My given name, Junichi, is a very common Japanese name comprising of two Chinese characters: jun (order) and ichi (one), literally, "first in order." My guess is that this is usually a name given to the first son, but my parents claim that there is a deeper philosophical reason for naming me such.

In either case, the letter "n" in my name is a freestanding character in Japanese, the only character not associated with a vowel sound. Therefore, the "jun" part is pronounced independently of the "i" immediately following it. To the unaware English-speaking person, however, the spelling of the name Junichi ostensibly appears as consisting of the three syllables "ju," "ni," and "chi." Add to this the tendency to accent the second syllable, and the result is something that sounds more like an Italian nome di famiglia: "juneechee" (imagine it spelled Giunici!).

My nonchalance in correcting this phonic anomaly has caused me to not only accept, but alas, prefer the Anglicized version of my name, thereby exposing myself to the possibility of nicknames such as Neecher. And while I'm pretentiously rambling about my own name, here's an explanation of what the motif below represents.

SATO Motif

The three notes and the rest is a cryptographic representation of my surname (Sato). "S," or "Es" denotes E-flat in the German nomenclature for pitch; "A" can be used as is; "T," or "ti" is a solmization syllable representing B in fixed do; "O" can mean "zero" or "nothing"—a rest being the most logical musical equivalent.
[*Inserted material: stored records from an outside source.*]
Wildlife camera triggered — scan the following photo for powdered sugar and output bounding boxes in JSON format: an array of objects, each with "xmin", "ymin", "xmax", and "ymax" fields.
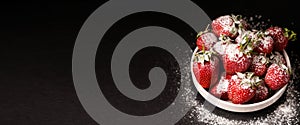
[{"xmin": 179, "ymin": 52, "xmax": 300, "ymax": 125}]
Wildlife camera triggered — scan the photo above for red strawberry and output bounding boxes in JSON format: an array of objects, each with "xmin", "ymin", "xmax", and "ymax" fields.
[
  {"xmin": 269, "ymin": 52, "xmax": 286, "ymax": 65},
  {"xmin": 223, "ymin": 44, "xmax": 252, "ymax": 74},
  {"xmin": 265, "ymin": 63, "xmax": 290, "ymax": 90},
  {"xmin": 250, "ymin": 81, "xmax": 269, "ymax": 103},
  {"xmin": 193, "ymin": 51, "xmax": 219, "ymax": 88},
  {"xmin": 254, "ymin": 36, "xmax": 274, "ymax": 54},
  {"xmin": 210, "ymin": 73, "xmax": 231, "ymax": 100},
  {"xmin": 196, "ymin": 32, "xmax": 218, "ymax": 50},
  {"xmin": 211, "ymin": 15, "xmax": 238, "ymax": 38},
  {"xmin": 228, "ymin": 73, "xmax": 260, "ymax": 104},
  {"xmin": 266, "ymin": 26, "xmax": 289, "ymax": 51},
  {"xmin": 249, "ymin": 55, "xmax": 268, "ymax": 76},
  {"xmin": 235, "ymin": 31, "xmax": 254, "ymax": 44}
]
My first use of this motif was in the coda of my Variations on a Theme by Liszt for woodwind quartet (2001). If the first pitch, E-flat is considered do, ti in movable do would represent D. The resulting three pitches, E-flat, A, and D, are the three most prominent pitches of the opening of Liszt's theme, transposed down a minor third. Given this link, the S-A-T-O motif in the coda of my Variations not only serves as my personal signature, but also acts as an ultimate homage to the eminent cultural hero, Franz Liszt.